This was because we worked under a project labor agreement [under which unions agree not to strike in exchange for guarantees of union wages and other benefits for all workers on the job]. Safety is much better under a PLA. People say a PLA is just unions protecting each other, but there is a difference between what the organized building trades bring to a project compared to the unorganized sector. The trades provide complete and continuing training for both journeymen and apprentices, and that helps both safety and quality on the job.
We had joint safety committees that met weekly at the Big Dig. Every person had the right to speak up and say what he thought was an unsafe condition, like snow on staircases into the Big Dig or not enough ways to get people out in an emergency. And it wasn’t just about safety at the site, but future aspects of the project. If something about those bolts [holding ceiling panels by epoxy] had been said at one of those meetings, for instance, it would have been in the notes, which were usually taken by the shop steward, who handed them over to the contractor. The problem was that [this process] wasn’t as systematic as it should have been. In future projects, I’d make sure all safety reports were recorded and kept forever.
With all the budget pressures now, I worry whether the state is going to be willing to spend what it’s going to require to maintain the Big Dig. I worked on the first Deer Island sewage plant that we finished in the mid 1960s. Twenty years later, it was falling apart because no one took care of it.

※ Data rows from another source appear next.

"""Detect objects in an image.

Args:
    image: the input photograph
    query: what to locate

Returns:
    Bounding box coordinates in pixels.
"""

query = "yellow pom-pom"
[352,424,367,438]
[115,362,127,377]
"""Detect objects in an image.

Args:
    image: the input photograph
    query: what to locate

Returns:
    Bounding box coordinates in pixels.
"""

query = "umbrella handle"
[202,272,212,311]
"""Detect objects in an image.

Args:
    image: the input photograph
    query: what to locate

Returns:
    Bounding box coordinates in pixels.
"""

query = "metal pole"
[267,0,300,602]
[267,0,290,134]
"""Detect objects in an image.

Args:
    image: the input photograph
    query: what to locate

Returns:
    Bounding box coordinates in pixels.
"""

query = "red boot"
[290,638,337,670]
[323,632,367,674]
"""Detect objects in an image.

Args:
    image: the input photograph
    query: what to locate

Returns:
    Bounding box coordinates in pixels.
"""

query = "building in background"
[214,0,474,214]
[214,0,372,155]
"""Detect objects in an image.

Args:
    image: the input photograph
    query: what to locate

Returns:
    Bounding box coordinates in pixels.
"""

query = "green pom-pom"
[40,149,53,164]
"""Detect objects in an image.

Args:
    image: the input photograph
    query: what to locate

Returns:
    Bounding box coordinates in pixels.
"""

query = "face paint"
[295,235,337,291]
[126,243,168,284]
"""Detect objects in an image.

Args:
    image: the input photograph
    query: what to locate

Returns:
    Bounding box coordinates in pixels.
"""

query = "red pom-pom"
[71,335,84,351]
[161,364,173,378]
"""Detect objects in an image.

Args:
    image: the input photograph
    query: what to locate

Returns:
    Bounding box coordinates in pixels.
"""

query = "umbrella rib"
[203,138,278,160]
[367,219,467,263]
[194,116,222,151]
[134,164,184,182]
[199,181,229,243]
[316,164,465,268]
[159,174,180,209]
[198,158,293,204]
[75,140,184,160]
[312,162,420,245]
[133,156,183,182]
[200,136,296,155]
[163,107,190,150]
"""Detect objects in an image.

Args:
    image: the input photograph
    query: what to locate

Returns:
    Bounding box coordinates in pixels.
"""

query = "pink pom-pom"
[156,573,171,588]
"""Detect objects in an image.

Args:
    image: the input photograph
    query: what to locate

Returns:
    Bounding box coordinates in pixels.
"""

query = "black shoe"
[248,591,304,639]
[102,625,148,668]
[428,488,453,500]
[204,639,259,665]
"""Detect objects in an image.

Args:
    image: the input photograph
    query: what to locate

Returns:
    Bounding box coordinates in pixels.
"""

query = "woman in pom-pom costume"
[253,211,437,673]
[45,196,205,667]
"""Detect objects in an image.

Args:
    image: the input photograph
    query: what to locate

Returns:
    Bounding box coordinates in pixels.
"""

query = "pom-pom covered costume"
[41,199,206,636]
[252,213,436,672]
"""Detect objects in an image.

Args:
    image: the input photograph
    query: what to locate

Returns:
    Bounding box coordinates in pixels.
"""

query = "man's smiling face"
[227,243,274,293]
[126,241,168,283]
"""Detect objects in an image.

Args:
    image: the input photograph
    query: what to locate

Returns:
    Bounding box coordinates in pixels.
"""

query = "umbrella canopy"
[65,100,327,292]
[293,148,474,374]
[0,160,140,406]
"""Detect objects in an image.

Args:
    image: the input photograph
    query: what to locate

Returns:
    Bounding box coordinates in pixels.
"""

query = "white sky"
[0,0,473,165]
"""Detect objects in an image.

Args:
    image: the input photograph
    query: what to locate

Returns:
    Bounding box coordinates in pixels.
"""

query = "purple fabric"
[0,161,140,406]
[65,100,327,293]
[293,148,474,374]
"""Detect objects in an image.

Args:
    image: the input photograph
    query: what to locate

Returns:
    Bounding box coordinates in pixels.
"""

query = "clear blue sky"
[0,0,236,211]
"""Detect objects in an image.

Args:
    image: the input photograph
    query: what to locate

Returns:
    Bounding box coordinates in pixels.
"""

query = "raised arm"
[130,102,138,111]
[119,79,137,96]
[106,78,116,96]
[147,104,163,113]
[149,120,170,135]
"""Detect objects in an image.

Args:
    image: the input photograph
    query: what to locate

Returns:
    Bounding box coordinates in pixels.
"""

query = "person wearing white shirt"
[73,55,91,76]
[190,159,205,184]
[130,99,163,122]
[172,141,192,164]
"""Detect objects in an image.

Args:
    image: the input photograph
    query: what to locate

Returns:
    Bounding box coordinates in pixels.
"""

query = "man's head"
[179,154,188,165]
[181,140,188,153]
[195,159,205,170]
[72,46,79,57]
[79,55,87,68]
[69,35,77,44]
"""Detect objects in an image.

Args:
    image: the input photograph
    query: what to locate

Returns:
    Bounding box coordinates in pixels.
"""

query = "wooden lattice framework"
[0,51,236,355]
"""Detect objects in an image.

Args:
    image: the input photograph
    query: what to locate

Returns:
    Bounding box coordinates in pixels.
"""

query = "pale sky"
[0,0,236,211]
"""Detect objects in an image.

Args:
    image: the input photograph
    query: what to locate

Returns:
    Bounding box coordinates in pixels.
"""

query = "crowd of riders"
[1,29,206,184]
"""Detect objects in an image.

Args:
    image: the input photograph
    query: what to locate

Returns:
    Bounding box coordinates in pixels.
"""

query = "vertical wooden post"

Labor always gets blamed for shoddy workmanship, but you only do what you’re told by the people in the field. You don’t argue with the specs on a job. You rely on the engineering team that prepared them. But the state had lost an awful lot of engineering expertise.
‘You need to be a strong owner’
As executive director of the Massachusetts Convention Center Authority, James Rooney oversaw construction of the new Boston Convention and Exhibition Center. Previously, Rooney served for two years as chief of staff to Boston Mayor Thomas Menino. From 1996 to 1999, he was chief financial officer of the Massachusetts Turnpike Authority. He served as assistant project director at the Central Artery/Tunnel project from 1994 to 1996 and has also been deputy general manager of the MBTA.
as the public agency, you need to be a strong owner and understand that while you share certain goals and objectives with the project manager, it is not complete alignment. You need to balance the concept of teamwork with an appropriate professional relationship and distance. The private sector is better than the public sector at maintaining this balance, at having an arm’s-length relationship. A culture of teamwork can be commendable, but it can also blur the lines of who is doing what and who is responsible for what. Part of what we’re seeing today [at the Big Dig] is due to a fundamental structural problem in which the owner delegated too much authority to the project manager.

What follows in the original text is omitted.